Apache OpenNLP, a machine learning toolkit for processing natural language text, has reached version 1.9.0. The toolkit provides support for common NLP tasks including tokenization, sentence segmentation, part-of speech tagging, named entity extraction, chunking, and parsing.
Some of the changes in this version include Brat Document Parser supports name type filters, Brat format support fails on multi fragment annotations, and MD5 hashes have been removed from the Release process. A complete list of changes can be seen here.
The team behind Bloomsbury AI joins Facebook
Facebook has announced that the team behind Bloomsbury AI is joining Facebook’s London office.
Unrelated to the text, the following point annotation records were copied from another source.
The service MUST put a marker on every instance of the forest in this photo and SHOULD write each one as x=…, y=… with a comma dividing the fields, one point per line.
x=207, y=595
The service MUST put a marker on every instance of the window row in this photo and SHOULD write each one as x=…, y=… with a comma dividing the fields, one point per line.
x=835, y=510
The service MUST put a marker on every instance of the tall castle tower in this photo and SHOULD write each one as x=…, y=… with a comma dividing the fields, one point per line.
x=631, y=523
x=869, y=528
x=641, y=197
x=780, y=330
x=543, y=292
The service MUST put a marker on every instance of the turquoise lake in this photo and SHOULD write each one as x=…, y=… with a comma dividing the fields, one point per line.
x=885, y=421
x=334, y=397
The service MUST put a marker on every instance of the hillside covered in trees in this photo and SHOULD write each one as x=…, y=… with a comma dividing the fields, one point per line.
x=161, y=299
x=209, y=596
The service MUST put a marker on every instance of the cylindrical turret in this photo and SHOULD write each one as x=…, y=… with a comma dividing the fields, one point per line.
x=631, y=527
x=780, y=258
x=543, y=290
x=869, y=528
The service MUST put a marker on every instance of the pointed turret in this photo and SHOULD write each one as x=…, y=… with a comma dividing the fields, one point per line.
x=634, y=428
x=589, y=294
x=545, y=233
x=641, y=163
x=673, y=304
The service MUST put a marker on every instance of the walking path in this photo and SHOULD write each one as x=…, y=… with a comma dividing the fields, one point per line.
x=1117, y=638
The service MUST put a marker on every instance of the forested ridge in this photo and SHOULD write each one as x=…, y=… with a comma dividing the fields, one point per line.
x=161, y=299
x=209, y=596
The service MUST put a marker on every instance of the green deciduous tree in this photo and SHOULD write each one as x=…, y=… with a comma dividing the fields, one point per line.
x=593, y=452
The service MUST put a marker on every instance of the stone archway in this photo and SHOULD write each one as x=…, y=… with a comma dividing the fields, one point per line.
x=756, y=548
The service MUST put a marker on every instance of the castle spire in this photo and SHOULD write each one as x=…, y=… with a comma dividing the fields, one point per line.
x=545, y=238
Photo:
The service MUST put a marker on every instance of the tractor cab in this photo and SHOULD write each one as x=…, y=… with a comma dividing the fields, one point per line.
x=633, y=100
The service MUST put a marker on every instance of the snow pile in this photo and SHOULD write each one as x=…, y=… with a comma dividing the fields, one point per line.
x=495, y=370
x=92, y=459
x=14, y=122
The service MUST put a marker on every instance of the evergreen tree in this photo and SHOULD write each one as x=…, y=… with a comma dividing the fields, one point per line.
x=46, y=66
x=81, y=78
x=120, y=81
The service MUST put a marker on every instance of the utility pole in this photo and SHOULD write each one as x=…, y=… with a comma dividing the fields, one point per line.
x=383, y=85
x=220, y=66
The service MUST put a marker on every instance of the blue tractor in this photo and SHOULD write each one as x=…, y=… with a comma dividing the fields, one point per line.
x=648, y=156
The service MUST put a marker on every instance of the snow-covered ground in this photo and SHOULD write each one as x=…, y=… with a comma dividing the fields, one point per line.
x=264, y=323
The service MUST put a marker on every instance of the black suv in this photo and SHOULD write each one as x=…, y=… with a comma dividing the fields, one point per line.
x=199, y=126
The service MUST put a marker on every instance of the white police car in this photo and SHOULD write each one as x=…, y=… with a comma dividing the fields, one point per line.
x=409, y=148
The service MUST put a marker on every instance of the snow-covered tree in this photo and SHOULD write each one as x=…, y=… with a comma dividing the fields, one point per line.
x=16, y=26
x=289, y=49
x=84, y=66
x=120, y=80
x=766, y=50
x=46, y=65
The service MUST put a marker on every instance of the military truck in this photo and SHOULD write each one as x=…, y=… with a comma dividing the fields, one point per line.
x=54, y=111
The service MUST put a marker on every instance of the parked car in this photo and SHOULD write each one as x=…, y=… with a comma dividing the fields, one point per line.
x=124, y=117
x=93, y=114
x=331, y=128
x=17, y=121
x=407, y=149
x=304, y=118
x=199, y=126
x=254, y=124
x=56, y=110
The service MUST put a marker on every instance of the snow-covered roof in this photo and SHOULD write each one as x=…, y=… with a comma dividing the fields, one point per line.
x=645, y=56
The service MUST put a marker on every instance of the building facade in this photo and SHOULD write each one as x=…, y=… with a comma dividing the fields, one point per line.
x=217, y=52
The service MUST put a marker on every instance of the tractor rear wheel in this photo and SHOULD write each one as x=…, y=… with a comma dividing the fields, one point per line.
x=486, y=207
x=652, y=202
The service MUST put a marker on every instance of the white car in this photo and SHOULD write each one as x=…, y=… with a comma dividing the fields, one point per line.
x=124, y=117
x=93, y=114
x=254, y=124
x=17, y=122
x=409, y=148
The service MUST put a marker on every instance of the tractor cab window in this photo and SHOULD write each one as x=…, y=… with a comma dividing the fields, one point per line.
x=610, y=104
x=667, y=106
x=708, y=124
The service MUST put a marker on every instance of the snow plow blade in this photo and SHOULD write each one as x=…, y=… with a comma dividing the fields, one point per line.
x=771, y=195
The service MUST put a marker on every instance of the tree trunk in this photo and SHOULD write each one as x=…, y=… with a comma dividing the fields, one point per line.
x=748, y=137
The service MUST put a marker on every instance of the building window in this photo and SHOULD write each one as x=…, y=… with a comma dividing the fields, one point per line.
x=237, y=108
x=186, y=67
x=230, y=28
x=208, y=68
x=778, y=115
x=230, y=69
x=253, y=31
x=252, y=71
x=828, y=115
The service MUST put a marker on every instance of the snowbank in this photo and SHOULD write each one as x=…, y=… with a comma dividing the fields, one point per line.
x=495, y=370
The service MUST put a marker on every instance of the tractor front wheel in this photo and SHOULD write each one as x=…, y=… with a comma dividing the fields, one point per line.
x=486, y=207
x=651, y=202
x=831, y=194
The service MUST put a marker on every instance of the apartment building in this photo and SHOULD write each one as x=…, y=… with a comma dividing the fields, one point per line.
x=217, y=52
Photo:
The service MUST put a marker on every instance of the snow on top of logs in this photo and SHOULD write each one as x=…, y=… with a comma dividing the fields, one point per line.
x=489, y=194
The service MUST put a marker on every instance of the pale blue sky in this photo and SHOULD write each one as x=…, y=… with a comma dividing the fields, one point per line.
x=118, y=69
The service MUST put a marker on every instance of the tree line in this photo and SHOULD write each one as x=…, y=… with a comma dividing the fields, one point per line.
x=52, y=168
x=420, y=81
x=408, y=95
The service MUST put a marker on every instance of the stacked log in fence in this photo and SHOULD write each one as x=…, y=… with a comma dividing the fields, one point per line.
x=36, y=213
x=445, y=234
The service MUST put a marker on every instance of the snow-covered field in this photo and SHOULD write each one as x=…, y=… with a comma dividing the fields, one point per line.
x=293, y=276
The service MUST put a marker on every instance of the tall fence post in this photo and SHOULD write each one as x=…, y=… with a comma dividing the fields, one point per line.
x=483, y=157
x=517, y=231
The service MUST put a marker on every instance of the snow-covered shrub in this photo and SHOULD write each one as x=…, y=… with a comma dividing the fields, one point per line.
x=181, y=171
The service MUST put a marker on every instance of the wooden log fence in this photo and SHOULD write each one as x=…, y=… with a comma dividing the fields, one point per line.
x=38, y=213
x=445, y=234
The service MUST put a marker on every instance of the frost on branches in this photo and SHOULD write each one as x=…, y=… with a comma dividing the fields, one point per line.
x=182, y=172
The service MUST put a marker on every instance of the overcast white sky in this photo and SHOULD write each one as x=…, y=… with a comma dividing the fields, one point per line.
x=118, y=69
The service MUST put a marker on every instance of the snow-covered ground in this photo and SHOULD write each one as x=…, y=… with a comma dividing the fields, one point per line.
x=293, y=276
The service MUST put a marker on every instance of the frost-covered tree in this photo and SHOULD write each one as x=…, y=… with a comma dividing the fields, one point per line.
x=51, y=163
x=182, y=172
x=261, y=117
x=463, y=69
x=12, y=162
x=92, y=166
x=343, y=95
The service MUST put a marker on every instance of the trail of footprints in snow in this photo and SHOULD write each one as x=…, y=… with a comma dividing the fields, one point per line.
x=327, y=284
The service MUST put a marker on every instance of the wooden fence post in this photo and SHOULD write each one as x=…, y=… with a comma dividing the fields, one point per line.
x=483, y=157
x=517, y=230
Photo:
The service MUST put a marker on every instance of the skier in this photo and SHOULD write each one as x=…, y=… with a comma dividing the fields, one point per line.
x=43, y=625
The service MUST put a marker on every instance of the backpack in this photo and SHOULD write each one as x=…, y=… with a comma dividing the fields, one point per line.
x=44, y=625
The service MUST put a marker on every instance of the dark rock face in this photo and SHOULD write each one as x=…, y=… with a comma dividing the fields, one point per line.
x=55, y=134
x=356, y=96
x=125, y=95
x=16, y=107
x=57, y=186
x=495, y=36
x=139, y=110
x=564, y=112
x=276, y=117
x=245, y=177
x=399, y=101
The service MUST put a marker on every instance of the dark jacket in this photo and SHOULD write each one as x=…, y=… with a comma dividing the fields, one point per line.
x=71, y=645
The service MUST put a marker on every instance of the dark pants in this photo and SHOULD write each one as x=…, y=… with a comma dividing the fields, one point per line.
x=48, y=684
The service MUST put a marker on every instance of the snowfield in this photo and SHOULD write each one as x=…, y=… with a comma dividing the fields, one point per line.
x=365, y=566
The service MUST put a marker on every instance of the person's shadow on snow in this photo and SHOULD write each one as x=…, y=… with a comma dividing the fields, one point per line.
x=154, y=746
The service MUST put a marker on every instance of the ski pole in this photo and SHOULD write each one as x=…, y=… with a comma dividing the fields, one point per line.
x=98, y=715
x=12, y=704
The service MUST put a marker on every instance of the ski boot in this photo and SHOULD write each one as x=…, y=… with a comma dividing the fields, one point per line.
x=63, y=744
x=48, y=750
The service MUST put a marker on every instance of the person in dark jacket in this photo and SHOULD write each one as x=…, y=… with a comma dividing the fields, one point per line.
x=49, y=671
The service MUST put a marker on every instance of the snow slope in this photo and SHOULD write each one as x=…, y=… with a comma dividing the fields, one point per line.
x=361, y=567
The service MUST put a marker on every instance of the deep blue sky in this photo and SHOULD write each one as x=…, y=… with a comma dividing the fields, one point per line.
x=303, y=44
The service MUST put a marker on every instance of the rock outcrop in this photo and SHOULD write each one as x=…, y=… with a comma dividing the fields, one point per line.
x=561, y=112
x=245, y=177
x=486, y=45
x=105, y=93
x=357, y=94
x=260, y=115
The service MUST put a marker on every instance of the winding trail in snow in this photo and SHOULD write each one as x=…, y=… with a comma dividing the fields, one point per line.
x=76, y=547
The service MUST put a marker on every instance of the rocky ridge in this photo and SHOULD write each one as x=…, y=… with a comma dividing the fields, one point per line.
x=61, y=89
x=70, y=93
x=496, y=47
According to the company, Bloomsbury has expertise in machine reading and understanding unstructured documents in natural language in order to answer questions.
Facebook believes that Bloomsbury’s expertise will strengthen Facebook’s ability to advance natural language processing, allowing them to further understand natural language and its applications.
Google details new text features in Android P Beta
Google has revealed Android P will feature new text features. It will add a new API in Android P called PrecomputedText that solves issues related to displaying text. It enables apps to perform the most time-consuming parts of text layout beforehand, caching the layout result and returning valuable measurement data.
Android P will also introduce a text Magnified, which will help users precisely position the text selection handles by viewing magnified text through a pane that can be dragged over text. In addition, the company has added Smart Linkify, which uses machine learning algorithms to recognize entities in text, improving the reliability of the entities recognized.
IBM releases a large annotation dataset for facial analysis
IBM is releasing a large annotation dataset to be used for studying bias in facial analysis. The dataset contains more than one million images that are annotated with attributes, utilizing geo-tags from Flickr images to balance data from multiple countries. According to IBM, the largest facial attribute currently available has 200,000 images.
It will also be releasing an annotation dataset for 36,000 images that is equally distributed across skin tones, genders, and ages to provide a more diverse dataset.